Iger was tasked with getting the NBA to Walt Disney World in order to keep WDW profitable. The deal was made, but the NBA’s public approval tanked due to their own connections with the Chinese Communist Party and divisive social justice causes. Disney needed to get films out, but one of the only films they could move to either theaters or streaming was a movie literally created within miles of concentration camps. Meanwhile, the company clamped down on attendance at WDW far longer than was economically wise, just so California would be more likely to open up Disneyland. That didn’t happen. So, things have not been going swimmingly.
Yep, that pretty much sets the stage for where Disney was as the execs awaited Newsom’s theme park reopening guidelines. So, what next?

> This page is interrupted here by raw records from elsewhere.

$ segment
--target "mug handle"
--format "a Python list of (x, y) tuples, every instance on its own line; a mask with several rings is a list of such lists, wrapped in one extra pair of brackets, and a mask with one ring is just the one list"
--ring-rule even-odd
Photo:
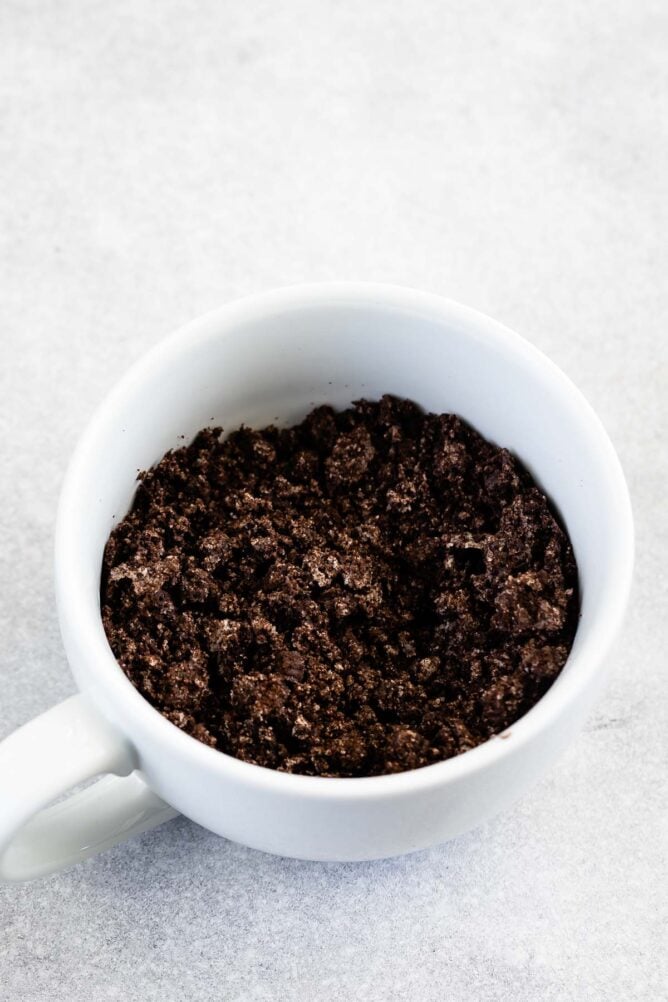
[[(6, 738), (0, 743), (0, 879), (53, 873), (176, 817), (137, 766), (127, 739), (83, 695)], [(52, 803), (95, 776), (102, 778)]]

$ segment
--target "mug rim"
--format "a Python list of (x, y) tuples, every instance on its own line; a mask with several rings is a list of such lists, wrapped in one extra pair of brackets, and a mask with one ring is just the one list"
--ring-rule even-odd
[[(604, 460), (610, 504), (615, 511), (615, 537), (613, 540), (612, 570), (604, 583), (604, 596), (597, 614), (589, 624), (579, 649), (569, 654), (571, 670), (563, 670), (541, 699), (501, 734), (468, 751), (431, 765), (404, 772), (380, 776), (336, 777), (304, 776), (281, 772), (266, 766), (244, 762), (234, 756), (211, 748), (180, 730), (167, 720), (159, 710), (141, 695), (125, 675), (107, 641), (101, 615), (91, 616), (87, 611), (89, 577), (82, 561), (78, 559), (75, 499), (78, 485), (86, 482), (88, 457), (96, 449), (98, 436), (113, 421), (114, 411), (124, 398), (132, 394), (142, 381), (150, 378), (155, 362), (160, 359), (176, 360), (181, 350), (193, 342), (209, 337), (234, 336), (234, 329), (242, 322), (266, 319), (272, 314), (309, 306), (374, 305), (382, 308), (421, 312), (441, 323), (459, 323), (473, 327), (477, 336), (492, 341), (506, 351), (520, 355), (524, 361), (549, 378), (578, 423), (596, 440)], [(128, 713), (129, 726), (124, 734), (132, 743), (135, 722), (150, 740), (159, 744), (169, 742), (179, 746), (180, 756), (188, 758), (196, 767), (215, 770), (221, 775), (235, 778), (240, 784), (271, 789), (292, 796), (339, 799), (363, 799), (397, 796), (413, 793), (463, 779), (472, 772), (484, 769), (509, 754), (520, 753), (541, 731), (558, 718), (587, 687), (592, 675), (600, 670), (617, 630), (621, 624), (628, 601), (633, 569), (633, 518), (628, 487), (624, 474), (600, 419), (580, 390), (565, 373), (538, 348), (515, 331), (486, 314), (463, 306), (454, 300), (433, 293), (422, 292), (406, 286), (371, 282), (321, 282), (282, 286), (259, 294), (245, 296), (212, 310), (179, 327), (167, 338), (159, 341), (143, 354), (112, 387), (88, 422), (68, 466), (63, 482), (55, 533), (56, 596), (61, 626), (65, 620), (71, 630), (79, 635), (79, 646), (87, 663), (86, 674), (95, 683), (91, 691), (98, 708), (104, 713), (105, 703), (122, 702)], [(78, 613), (77, 613), (78, 610)], [(85, 614), (84, 614), (85, 612)], [(578, 630), (582, 625), (578, 624)], [(63, 631), (65, 632), (65, 631)], [(101, 691), (98, 700), (95, 693)], [(87, 690), (88, 691), (88, 690)], [(176, 746), (174, 746), (176, 747)]]

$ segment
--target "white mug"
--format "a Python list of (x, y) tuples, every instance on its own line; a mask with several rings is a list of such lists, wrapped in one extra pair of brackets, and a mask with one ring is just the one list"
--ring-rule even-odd
[[(459, 414), (519, 456), (555, 503), (581, 598), (563, 671), (505, 733), (410, 772), (289, 775), (201, 744), (133, 687), (102, 627), (104, 545), (131, 503), (137, 471), (207, 425), (291, 424), (314, 404), (341, 408), (383, 393)], [(0, 876), (57, 870), (177, 812), (253, 848), (316, 860), (412, 852), (473, 828), (524, 793), (583, 723), (632, 563), (628, 492), (604, 429), (572, 383), (517, 334), (437, 296), (358, 283), (279, 289), (210, 313), (128, 372), (69, 467), (56, 594), (81, 692), (0, 745)]]

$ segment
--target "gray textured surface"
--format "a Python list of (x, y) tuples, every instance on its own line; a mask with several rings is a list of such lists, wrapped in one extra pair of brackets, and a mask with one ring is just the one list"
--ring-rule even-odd
[(101, 395), (231, 297), (468, 302), (571, 374), (625, 466), (633, 603), (589, 724), (412, 858), (273, 859), (178, 820), (0, 889), (0, 999), (666, 994), (663, 0), (0, 3), (0, 736), (73, 691), (58, 489)]

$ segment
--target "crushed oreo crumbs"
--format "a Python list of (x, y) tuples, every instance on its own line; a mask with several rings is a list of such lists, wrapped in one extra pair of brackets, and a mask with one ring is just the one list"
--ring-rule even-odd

First, Disney could legitimately begin moving large parts of their operations out of state. They can’t move Disneyland proper, but they can move parts of their studios to states such as Colorado, Georgia, Florida, Tennessee, and other locales. Second, Disney has ABC News and they know how to wield its power for political purposes. There’s nothing stopping them from moving towards negative coverage of California and the governor in order to move public opinion. Additionally, and although extremely unlikely, Disney could actually move their headquarters to Florida or New York. Behind the table, Disney can start funneling their political influence to opponents of Newsom, and they almost certainly have channels to let him know that’s their intent.
That second option ended up being prophetic, as the local ABC affiliate posted a story the next day listing the economic damage already done to the local economy and staggering potential job losses attributable to the ongoing shutdown:
Cal State Fullerton economists say the loss could total $5 billion dollars.
According to the Orange County Register, the Southland’s economy has already lost $3 billion dollars.
Another $2 billion dollars could be lost if Disneyland remains shut down through next March.The economists based their estimates on numbers from last year.
The economists also believe there will be a total loss of 46,000 jobs. Orange County could potentially take the biggest hit, with 33,000 of those jobs lost.
Still, Gavin Newsom stuck to his guns during Tuesday’s press conference, saying he’d continue to “follow the science” and shaming those who want the parks to reopening, characterizing them as putting more importance on their childrens’ entertainment than keeping people safe and alive. What a crock.